Re: [bonding][patch] Regarding a bonding lacp issue
From: Jay Vosburgh
Date: Thu Aug 08 2019 - 15:17:35 EST
Felix <fei.feng@xxxxxxxxxxxxxxxxx> wrote:
>Dear Mainteners,
>
>Recently I hit a packet drop issue in bonding driver on Linux 4.9. Please
>see details below. Please take a look to see if my understanding is
>correct. Many thanks.
>
>What is the problem?
>The bonding driver starts to send packets even if the Partner(Switch)'s
>Collecting bit is not enabled yet. Partner would drop all packets until
>its Collecting bit is enabled.
>
>What is the root cuase?
>According to LACP spec, the Actor need to check Partner's Sync and
>Collecting bits before enable its Distributing bit and Distributing
>function. Please see the PIC below.
The diagram you reference is found in 802.1AX-2014 figure 6-21,
which shows the state diagram for an independent control implementation,
i.e., collecting and distributing are managed independently.
However, Linux bonding implements coupled control, which is
shown in figure 6-22. Here, there is no Partner.Collecting requirement
on the state transition from ATTACHED to COLLECTING_DISTRIBUTING.

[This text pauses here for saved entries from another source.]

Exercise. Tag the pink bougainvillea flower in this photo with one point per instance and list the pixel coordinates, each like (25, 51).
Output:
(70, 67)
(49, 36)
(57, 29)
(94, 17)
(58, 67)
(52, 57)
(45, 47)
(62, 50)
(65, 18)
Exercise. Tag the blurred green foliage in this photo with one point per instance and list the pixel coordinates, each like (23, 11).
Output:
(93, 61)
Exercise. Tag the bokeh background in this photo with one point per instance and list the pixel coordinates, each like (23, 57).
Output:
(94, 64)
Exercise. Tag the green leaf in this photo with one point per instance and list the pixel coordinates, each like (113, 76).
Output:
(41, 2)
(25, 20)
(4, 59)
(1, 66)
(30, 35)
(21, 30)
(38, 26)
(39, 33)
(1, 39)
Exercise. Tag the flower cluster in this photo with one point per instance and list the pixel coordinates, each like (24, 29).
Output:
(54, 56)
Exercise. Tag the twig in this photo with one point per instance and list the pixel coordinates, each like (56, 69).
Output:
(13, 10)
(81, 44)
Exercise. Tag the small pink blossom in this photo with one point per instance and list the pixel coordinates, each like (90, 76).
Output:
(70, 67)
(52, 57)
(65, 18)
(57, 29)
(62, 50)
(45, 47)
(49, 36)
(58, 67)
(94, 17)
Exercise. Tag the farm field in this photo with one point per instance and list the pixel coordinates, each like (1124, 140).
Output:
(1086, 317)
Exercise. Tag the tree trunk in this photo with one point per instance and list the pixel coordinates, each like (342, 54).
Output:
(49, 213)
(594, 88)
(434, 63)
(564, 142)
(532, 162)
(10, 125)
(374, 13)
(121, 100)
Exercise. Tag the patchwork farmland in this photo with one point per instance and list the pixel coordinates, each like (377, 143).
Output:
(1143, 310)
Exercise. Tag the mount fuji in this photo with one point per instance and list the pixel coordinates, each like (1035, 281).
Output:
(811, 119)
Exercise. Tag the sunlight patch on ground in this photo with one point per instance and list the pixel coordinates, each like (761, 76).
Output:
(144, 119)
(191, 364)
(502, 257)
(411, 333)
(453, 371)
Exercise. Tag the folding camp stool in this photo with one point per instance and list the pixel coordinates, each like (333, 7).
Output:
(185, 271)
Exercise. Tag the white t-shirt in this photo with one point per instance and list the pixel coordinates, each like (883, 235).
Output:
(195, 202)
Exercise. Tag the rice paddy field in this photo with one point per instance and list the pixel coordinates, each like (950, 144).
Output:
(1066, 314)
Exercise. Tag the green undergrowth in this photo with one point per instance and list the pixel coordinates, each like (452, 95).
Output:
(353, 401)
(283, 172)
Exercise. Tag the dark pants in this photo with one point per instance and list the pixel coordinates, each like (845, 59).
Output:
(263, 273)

To quote 802.1AX-2014 6.4.15:
As independent control is not possible, the coupled control
state machine does not wait for the Partner to signal that
collection has started before enabling both collection and
distribution.
Now, that said, I agree that what you're seeing is likely
explained by this behavior, and your fix should resolve the immediate
problem (that bonding sends packets before the peer has enabled
COLLECTING).
However, your fix does put bonding out of compliance with the
standard, as it does not really implement COLLECTING and DISTRIBUTING as
discrete states. In particular, if the peer in your case were to later
clear Partner.Collecting, bonding will not react to this as a figure
6-21 independent control implementation would (which isn't a change from
current behavior, but currently this isn't expected).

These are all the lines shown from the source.